Granted, I’m probably not running the same Linux distribution that

the buildbot is running. But still, my local Linux x86_64 box

succeeds where the buildbot fails, using the same svn version (i.e.,

no diffs between the LLVM repo and my local copy.)

The buildbot is running 8.04 of ubuntu.
This actually does appear to be a bug in grep.

Thanks DannyB! Scott, I guess this means we should avoid grep -w :frowning:

-Chris

* Scott Michel:

On my _local_ x86_64 Ubuntu 7.10 machine, the shift_ops.ll is an
unexpected success (i.e., "grep -w shlh %t1.s | count 9" succeeds.)

I get the same unexpected success on my x86_64 Mac 10.4.11.

On the x86_64 buildbot, the same test fails. The culprit is grep,
evidently. It's just that simple.

There have been issues the GNU libc regular expression code. Try
running with "unset LANG" (or "LC_ALL=C") and see if it improves
things.

The problem is that the regexp code used to be unacceptably slow in
multi-byte locales such as UTF-8, and the patch Debian applied to
improve its speed wasn't 100% correct.

Considering most regexps can be done in linear time, it seems fairly
dumb to break them to get speed, instead of simply changing
algorithms.
(The fact that most implementations suck badly, well ....)

I reckon that's probably a good idea.

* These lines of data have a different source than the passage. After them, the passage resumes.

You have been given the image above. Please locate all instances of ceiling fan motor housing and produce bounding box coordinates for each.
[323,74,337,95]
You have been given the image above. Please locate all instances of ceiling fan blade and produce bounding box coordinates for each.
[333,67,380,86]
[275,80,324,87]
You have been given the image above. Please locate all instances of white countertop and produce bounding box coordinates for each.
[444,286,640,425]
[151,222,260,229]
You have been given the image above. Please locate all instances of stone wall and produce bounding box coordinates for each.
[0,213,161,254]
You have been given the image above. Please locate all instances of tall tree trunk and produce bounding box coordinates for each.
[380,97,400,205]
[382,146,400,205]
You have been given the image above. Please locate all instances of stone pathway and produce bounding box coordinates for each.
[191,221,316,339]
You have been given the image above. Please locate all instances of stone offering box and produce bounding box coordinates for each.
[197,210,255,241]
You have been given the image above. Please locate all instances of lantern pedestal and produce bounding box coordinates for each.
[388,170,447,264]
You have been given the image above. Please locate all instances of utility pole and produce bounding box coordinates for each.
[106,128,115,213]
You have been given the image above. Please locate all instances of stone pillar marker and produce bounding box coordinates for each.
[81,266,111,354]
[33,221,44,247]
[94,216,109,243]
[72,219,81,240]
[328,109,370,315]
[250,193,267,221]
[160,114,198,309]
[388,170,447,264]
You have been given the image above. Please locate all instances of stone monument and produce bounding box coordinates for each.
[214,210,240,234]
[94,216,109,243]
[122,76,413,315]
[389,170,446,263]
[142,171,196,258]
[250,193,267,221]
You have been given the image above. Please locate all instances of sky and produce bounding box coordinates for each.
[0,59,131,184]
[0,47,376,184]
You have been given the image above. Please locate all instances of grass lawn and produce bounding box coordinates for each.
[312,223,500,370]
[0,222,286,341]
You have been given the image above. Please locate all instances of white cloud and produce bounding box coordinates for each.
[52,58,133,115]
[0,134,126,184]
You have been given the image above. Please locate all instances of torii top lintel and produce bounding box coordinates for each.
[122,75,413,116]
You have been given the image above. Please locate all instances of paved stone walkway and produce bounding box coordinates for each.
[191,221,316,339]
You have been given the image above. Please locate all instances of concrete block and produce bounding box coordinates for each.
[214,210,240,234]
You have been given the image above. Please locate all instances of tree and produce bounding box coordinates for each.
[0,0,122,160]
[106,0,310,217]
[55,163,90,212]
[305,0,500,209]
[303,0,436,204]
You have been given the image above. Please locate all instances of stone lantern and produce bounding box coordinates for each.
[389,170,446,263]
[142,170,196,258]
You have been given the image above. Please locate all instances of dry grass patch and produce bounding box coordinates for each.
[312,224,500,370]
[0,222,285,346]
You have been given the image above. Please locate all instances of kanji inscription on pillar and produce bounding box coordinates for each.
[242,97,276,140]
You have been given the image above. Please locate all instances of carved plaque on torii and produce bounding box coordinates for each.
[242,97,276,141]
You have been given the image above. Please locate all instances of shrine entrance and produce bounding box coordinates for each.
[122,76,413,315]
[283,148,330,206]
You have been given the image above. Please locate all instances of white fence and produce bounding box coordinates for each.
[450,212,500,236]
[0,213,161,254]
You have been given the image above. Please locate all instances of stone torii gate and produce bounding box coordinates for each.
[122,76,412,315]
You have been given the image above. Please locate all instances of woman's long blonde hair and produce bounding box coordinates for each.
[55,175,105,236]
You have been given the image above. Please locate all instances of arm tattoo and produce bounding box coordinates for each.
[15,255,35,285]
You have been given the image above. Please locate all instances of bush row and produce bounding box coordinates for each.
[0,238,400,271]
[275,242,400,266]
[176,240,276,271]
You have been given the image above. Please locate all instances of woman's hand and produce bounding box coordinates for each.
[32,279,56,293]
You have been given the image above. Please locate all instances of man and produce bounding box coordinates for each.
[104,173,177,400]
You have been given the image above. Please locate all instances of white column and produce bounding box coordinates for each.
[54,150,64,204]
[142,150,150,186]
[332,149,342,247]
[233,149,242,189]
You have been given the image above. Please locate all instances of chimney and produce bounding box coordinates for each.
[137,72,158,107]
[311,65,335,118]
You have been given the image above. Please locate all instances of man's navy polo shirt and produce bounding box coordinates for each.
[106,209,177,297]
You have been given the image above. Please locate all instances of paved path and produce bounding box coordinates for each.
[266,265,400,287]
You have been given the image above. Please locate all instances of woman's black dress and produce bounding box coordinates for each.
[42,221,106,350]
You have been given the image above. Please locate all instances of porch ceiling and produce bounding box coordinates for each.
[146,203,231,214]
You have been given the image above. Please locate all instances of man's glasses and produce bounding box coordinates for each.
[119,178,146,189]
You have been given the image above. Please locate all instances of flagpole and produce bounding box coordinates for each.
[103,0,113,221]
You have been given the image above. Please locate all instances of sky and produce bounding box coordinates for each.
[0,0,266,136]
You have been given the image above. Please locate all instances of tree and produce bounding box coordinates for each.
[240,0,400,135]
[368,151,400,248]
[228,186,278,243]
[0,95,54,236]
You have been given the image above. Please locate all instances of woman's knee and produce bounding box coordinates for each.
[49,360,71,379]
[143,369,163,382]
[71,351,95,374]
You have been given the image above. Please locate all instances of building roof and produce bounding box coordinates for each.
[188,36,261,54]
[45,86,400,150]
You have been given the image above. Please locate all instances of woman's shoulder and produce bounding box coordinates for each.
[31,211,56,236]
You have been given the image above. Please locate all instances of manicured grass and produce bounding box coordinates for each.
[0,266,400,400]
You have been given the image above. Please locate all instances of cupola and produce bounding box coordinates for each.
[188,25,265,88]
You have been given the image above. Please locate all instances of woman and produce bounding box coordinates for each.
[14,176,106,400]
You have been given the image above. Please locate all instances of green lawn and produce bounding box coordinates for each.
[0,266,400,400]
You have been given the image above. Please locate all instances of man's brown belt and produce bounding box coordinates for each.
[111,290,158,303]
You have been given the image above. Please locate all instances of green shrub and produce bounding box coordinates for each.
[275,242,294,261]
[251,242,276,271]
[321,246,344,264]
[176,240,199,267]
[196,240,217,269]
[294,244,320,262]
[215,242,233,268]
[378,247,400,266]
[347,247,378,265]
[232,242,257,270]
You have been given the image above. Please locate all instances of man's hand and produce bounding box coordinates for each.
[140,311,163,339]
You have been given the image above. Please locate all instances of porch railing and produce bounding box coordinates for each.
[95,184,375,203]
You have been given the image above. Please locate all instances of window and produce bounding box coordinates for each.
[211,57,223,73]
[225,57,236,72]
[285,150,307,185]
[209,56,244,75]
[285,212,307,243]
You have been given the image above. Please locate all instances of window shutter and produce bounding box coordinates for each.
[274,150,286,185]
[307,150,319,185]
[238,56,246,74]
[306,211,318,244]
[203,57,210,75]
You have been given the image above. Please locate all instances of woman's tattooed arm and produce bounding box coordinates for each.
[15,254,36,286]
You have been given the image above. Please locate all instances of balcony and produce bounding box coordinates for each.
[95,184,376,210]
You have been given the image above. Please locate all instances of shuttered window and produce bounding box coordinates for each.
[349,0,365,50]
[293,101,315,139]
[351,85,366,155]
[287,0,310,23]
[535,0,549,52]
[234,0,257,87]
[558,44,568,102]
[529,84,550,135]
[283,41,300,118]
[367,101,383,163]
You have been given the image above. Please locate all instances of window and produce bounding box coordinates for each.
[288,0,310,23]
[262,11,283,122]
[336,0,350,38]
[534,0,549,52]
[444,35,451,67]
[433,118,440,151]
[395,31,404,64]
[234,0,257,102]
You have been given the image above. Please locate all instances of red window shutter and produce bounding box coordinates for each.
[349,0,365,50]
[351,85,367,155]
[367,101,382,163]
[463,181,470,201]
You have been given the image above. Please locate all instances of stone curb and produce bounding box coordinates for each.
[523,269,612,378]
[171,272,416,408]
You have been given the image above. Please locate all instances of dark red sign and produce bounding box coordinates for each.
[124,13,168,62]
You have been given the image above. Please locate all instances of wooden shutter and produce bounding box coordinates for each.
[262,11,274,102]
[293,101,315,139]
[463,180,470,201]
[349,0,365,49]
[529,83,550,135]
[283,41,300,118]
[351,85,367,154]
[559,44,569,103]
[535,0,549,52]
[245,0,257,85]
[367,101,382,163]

I haven't filed a bug report against a GNU tool in years.

-scooter

Even a broken clock is right twice a day? (Me being the broken clock. :slight_smile:

-scooter

* Daniel Berlin:

There have been issues the GNU libc regular expression code. Try
running with "unset LANG" (or "LC_ALL=C") and see if it improves
things.

The problem is that the regexp code used to be unacceptably slow in
multi-byte locales such as UTF-8, and the patch Debian applied to
improve its speed wasn't 100% correct.

Considering most regexps can be done in linear time, it seems fairly
dumb to break them to get speed, instead of simply changing
algorithms.

IIRC, it's not an issue of complexity classes. With multi-byte
character set conversion, the constant factor is just too large.